Popular Mt Kenya musician, Ngaruiya Junior was forced to change the contents in a song performed at a club in Umoja, Nairobi after the crowd cut him short when he tried to use the chorus to praise President Uhuru Kenyatta.
In a video seen by Kenyans.co.ke, the popular musician was performing to a rather excited crowd when hell broke loose after performing a song that bore the message “Uhuru is blessed and cannot be cursed.”
The crowd immediately turned against him with their hands in the air indicating that they did not agree with what he was singing.
The musician would not heed to their call but rather went ahead to repeat the chorus, which fell on deaf ears as the crowd continuously waved to him in protest of the performance.
As the opposition grew, someone came up from behind the stage and to him, ostensibly in relation to the performance and the crowd’s reaction.
After the brief chat, Ngaruiya replaced Uhuru’s name with Ruto in the chorus now to read “Ruto is blessed and cannot be cursed,” a move that immediately changed the mood of revellers who sang along cheerfully.
The singing continued as the musician, known for his prowess in live Kikuyu gospel music performances, used Ruto’s name as a charm offensive.

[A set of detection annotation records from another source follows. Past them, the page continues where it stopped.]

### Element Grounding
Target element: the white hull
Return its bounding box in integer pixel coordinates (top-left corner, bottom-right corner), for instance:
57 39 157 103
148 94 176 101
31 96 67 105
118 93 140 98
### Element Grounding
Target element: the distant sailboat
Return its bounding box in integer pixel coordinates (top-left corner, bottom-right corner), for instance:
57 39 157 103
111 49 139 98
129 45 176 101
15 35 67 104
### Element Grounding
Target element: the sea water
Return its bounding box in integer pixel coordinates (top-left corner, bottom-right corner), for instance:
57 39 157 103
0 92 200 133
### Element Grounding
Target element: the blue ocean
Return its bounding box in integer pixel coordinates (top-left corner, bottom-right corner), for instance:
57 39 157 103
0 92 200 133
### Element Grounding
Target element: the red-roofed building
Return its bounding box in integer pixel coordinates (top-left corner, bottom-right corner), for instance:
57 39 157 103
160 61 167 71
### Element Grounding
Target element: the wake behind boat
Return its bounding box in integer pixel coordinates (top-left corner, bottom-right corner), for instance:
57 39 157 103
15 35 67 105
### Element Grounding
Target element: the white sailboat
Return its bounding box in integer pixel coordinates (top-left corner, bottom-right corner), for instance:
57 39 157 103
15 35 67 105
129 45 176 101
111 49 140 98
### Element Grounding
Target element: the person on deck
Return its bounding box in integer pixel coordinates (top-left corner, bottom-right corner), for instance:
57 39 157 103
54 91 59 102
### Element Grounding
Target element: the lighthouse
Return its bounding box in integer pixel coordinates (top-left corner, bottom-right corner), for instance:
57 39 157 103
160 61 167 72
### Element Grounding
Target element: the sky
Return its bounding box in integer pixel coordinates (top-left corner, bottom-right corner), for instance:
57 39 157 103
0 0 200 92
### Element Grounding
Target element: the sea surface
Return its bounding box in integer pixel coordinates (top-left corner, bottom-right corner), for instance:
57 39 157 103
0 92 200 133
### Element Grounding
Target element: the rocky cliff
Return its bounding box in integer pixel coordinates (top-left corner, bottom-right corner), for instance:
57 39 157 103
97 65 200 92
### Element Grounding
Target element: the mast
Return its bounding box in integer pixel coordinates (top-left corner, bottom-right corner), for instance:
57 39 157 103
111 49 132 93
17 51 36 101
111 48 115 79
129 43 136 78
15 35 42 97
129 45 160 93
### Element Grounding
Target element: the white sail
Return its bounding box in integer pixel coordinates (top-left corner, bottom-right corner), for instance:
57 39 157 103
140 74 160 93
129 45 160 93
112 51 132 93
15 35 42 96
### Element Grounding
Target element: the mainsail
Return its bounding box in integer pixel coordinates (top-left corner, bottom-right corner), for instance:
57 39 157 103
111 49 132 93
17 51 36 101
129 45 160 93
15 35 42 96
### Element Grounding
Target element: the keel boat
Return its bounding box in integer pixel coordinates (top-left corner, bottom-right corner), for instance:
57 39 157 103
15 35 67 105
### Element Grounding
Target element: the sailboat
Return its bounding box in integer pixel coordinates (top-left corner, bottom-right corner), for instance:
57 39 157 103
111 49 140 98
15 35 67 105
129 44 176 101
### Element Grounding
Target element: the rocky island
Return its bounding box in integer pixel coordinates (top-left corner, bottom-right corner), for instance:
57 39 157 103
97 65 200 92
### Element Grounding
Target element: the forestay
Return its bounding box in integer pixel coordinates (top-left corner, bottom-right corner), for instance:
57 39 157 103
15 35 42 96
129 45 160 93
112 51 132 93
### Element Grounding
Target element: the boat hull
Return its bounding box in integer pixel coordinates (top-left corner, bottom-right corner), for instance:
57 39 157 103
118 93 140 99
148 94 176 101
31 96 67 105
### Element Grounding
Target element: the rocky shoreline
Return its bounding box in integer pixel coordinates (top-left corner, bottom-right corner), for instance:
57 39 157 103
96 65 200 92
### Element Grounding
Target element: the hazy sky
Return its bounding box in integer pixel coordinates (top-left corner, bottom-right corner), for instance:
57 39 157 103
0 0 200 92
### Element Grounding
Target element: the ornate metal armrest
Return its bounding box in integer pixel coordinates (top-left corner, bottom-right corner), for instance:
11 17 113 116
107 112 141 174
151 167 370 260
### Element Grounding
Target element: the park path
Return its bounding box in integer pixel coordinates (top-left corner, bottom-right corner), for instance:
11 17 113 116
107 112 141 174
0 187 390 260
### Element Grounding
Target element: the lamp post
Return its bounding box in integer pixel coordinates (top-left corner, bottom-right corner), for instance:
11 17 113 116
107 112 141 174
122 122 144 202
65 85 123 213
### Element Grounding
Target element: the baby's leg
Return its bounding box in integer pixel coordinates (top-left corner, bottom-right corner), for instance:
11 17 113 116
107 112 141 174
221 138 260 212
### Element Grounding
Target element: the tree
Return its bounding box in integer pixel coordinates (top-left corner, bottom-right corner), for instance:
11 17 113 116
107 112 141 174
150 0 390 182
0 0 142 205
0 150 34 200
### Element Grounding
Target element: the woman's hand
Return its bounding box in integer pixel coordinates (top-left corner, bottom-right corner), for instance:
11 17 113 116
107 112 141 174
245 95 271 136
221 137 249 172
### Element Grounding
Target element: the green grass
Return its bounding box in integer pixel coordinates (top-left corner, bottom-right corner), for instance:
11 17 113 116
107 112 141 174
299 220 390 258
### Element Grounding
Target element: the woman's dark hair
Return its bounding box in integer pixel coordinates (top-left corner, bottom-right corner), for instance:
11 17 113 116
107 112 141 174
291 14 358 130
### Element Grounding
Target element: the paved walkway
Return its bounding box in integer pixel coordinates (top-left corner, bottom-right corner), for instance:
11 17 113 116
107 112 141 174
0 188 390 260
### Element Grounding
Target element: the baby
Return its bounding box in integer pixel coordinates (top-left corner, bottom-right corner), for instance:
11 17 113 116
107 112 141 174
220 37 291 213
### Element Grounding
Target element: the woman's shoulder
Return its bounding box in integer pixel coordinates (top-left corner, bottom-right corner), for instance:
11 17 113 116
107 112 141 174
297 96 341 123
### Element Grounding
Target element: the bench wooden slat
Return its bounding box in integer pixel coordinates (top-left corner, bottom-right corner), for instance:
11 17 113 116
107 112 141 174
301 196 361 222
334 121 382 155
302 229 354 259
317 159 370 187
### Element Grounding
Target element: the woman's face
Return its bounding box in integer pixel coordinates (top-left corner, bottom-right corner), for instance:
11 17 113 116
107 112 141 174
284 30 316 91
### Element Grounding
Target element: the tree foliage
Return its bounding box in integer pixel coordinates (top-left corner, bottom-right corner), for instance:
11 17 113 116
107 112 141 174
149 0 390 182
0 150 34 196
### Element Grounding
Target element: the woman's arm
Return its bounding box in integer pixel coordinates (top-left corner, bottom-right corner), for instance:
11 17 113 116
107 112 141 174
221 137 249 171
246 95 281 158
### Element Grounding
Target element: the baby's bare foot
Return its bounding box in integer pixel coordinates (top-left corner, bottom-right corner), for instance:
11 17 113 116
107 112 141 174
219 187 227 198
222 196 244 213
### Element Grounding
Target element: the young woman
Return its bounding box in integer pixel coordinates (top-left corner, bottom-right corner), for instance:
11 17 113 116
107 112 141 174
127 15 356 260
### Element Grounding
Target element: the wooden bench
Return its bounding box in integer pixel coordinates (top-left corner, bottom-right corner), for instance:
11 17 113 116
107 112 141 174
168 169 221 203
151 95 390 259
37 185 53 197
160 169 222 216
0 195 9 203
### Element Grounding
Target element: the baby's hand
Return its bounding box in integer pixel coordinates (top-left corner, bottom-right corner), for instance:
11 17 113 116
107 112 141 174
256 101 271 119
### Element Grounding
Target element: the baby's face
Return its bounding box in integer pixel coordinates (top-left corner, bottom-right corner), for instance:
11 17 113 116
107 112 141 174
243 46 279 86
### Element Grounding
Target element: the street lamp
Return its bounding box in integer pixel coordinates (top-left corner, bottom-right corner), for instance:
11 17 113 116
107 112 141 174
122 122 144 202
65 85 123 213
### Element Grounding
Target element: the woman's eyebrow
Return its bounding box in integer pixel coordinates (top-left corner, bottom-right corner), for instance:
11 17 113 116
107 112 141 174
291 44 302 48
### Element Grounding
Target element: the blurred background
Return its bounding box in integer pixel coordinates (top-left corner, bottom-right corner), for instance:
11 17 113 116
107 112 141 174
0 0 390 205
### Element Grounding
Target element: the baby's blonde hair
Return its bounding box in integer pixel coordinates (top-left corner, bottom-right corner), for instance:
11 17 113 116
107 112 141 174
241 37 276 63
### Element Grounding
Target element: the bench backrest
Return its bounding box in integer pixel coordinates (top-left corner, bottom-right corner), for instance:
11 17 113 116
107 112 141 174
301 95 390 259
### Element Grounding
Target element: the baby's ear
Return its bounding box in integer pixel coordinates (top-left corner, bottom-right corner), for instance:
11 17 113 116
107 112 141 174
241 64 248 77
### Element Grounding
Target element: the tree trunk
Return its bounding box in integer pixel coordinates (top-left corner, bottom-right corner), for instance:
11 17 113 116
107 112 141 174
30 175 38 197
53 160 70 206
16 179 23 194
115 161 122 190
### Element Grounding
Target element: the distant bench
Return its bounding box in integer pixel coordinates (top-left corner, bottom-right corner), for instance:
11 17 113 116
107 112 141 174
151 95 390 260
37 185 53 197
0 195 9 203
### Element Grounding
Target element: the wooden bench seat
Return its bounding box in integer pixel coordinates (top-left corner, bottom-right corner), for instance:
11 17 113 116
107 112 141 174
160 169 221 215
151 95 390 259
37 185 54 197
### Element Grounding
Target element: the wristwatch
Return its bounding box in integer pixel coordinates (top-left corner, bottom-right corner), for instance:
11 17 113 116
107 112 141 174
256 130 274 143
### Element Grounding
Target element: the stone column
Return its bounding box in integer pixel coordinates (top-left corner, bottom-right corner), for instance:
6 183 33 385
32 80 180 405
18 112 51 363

According to a source at the event, Ngaruiya went forward with the performance without any further interruptions but steered clear of songs that carried political messages.
“There were no more incidents of an adamant crowd. Ngaruiya continued with his performance but only took up songs that appeared neutral in nature,” remarked the source.
In the recent past, a section of leaders and members of the community in the Mt Kenya region have been staging a slowly growing resistance for the president, ostensibly showing support for Deputy President William Ruto.
More evidently has been the emergence of the tanga tanga political wing aligned to the deputy president.
On January 2, Kandara MP Alice Wahome, who is an ardent follower of the DP, launched a scathing attack aimed at President Kenyatta, accusing him of a plot to cling onto power.
Wahome described the president as the “biggest existential threat” to Kenya’s political, economic and social development.
Wahome later refused calls by various leaders to apologise, indicating that she had no reason to withdraw for what she stood for.